Rachel Noble came across as personable and enthusiastic about her staff. While much of what she said is already on the public record if you know where to look, she had some interesting asides about her own career. She was working in Melbourne for Optus when her sister sent her a job ad for the Defence Signals Directorate (the forerunner to ASD). She applied for and won the job, but then had to wait nine months for her security clearance to come through. At the time it would have been a TOPSECRET PV clearance.
In the past, our intelligence agencies lost many good applicants not prepared to wait for up to a year for a TS PV clearance when other interesting jobs were available. She said that to get successful applicants through the door more quickly, ASD can now employ people on lower-level clearances, depending on what work they are going to be doing.
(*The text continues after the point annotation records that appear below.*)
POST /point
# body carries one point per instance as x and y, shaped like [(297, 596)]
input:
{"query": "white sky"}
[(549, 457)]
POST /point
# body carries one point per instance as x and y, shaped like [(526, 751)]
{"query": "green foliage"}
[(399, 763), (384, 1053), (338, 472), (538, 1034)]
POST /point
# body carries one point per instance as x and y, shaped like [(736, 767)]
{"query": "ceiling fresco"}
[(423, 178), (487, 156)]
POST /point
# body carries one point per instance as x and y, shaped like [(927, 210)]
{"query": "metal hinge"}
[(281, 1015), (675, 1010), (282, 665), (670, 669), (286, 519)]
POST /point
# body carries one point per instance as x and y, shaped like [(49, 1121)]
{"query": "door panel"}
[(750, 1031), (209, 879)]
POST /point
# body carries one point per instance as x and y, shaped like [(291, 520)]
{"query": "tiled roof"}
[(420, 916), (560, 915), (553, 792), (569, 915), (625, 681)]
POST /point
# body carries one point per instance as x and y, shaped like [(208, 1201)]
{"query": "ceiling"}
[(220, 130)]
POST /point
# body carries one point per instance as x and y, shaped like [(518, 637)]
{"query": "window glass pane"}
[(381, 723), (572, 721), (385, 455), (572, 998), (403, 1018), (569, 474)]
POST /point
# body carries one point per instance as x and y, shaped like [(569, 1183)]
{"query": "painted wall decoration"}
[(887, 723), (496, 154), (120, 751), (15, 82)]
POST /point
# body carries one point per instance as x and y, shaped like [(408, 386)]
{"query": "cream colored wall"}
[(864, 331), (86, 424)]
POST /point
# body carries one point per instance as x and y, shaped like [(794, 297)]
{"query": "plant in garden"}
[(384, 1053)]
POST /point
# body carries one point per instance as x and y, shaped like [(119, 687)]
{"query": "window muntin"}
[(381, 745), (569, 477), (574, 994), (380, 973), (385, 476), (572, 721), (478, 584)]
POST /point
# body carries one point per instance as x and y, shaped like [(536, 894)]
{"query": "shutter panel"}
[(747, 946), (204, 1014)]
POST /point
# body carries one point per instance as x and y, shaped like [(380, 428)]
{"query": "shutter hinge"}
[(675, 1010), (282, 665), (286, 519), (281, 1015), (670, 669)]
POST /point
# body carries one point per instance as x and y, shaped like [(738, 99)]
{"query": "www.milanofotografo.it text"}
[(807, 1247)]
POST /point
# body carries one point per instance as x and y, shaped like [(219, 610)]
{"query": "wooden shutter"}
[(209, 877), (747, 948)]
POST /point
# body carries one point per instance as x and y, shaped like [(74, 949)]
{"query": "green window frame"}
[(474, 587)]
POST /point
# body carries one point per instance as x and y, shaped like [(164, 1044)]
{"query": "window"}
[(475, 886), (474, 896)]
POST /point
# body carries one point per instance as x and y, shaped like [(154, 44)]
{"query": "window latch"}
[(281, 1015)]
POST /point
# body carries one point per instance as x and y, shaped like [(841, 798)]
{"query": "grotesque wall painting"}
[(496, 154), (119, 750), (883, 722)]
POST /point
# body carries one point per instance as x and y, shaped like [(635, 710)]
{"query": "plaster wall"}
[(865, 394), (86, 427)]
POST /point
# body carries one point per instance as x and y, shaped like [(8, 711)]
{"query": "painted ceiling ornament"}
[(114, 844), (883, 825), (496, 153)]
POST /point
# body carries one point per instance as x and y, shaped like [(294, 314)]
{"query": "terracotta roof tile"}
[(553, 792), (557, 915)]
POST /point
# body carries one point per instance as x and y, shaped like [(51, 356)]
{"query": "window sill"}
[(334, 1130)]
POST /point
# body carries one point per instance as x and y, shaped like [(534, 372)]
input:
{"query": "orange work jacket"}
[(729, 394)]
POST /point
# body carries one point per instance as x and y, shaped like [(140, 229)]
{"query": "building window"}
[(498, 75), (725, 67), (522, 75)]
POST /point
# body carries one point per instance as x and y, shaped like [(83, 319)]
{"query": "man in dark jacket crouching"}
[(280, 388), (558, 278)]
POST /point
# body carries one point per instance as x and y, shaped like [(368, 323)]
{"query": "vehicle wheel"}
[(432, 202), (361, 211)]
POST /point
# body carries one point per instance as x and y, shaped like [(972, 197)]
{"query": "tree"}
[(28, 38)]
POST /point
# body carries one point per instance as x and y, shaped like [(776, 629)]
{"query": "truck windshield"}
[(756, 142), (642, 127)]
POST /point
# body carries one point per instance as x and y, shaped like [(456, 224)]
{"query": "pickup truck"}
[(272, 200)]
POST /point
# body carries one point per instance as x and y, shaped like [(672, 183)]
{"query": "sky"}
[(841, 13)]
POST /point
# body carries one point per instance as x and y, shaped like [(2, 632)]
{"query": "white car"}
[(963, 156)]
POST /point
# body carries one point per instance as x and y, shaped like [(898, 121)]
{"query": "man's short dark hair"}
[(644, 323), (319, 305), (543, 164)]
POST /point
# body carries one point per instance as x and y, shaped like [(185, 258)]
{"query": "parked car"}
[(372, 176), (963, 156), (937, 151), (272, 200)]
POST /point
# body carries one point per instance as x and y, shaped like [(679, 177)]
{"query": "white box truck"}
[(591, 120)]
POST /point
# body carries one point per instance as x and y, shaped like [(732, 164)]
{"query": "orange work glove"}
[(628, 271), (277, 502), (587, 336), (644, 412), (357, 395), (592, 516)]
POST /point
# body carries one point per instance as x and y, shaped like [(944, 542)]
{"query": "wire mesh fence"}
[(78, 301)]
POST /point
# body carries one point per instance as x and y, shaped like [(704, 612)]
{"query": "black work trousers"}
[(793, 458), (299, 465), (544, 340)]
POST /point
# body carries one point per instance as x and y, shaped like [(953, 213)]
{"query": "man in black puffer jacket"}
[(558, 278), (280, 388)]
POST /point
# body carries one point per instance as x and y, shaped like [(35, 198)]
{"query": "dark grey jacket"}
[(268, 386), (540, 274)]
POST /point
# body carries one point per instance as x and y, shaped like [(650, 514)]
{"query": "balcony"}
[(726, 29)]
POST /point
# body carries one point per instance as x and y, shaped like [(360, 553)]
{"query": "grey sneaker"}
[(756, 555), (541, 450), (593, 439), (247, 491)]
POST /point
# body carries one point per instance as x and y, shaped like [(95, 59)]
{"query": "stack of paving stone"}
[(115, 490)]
Rachel started off as a DSD "code breaker" in the early 1990s. She did not enjoy that work, but steadily progressed through the ranks of DSD and the Commonwealth Public Service to reach her present position. During her 30-year career, she has worked in various Defence jobs and in the departments of Prime Minister and Cabinet, Immigration and Border Protection, and Home Affairs. This is now the expected national security career progression for aspirants to head-of-agency positions.
Today's ASD is a very different organisation to the one I joined on a two-year posting as commander of the army component in Melbourne in 1977. I completed the technical training courses, which included encryption and decryption, but most of my work involved resource management. I found DSD's senior managers to be generally conservative and inflexible. In the 1970s they had deep concerns that a future left-wing Labor government would create problems for DSD by closing down some of our alliance activities.
The organisation has changed significantly over the years with a series of more enlightened D-Gs, particularly since DSD moved to Canberra in 1991.
One of our "unofficial" relationships in Melbourne was with the Special Operations Group of the Victoria Police. They would often bring us encrypted criminal communications, which our decrypters could usually decipher during their lunchtime. This was before Commonwealth cost-recovery policies undermined that kind of informal co-operation.
In public-service speak, the organisation has gone from being a bureau in 1947, to a branch in 1949, to a division in 1964, to a directorate in 1978 - reflecting its growing bureaucratic importance. It also went from being the Defence Signals Directorate to the Australian Signals Directorate in 2013, and became an independent statutory agency with enhanced cyber capabilities in 2018.
The most important development in ASD's history was joining the UKUSA Agreement in 1948 - a SIGINT partnership between Australia, Canada, New Zealand, the UK, and the US known as "Five Eyes". Five Eyes is effectively an intelligence burden-sharing arrangement, but the US provides the lion's share of resources and product (the US sister agency to ASD, the National Security Agency, has at least 40,000 staff, compared with ASD's 2000).
Five Eyes is the world's most powerful and enduring intelligence alliance; it remains essential to Australia's national security.
The role of ASD will continue to evolve and there will be further cyber-blurring of what constitutes external and internal threats, but in the domestic context it remains important for ASD to be legally accountable and oversighted by people who understand the seductive power of modern information collection. A recent Australia Institute report suggests that oversight of Australia's intelligence agencies is weaker than comparative arrangements in other Five Eyes countries.
- Clive Williams is a visiting professor at the ANU's Centre for Military and Security Law.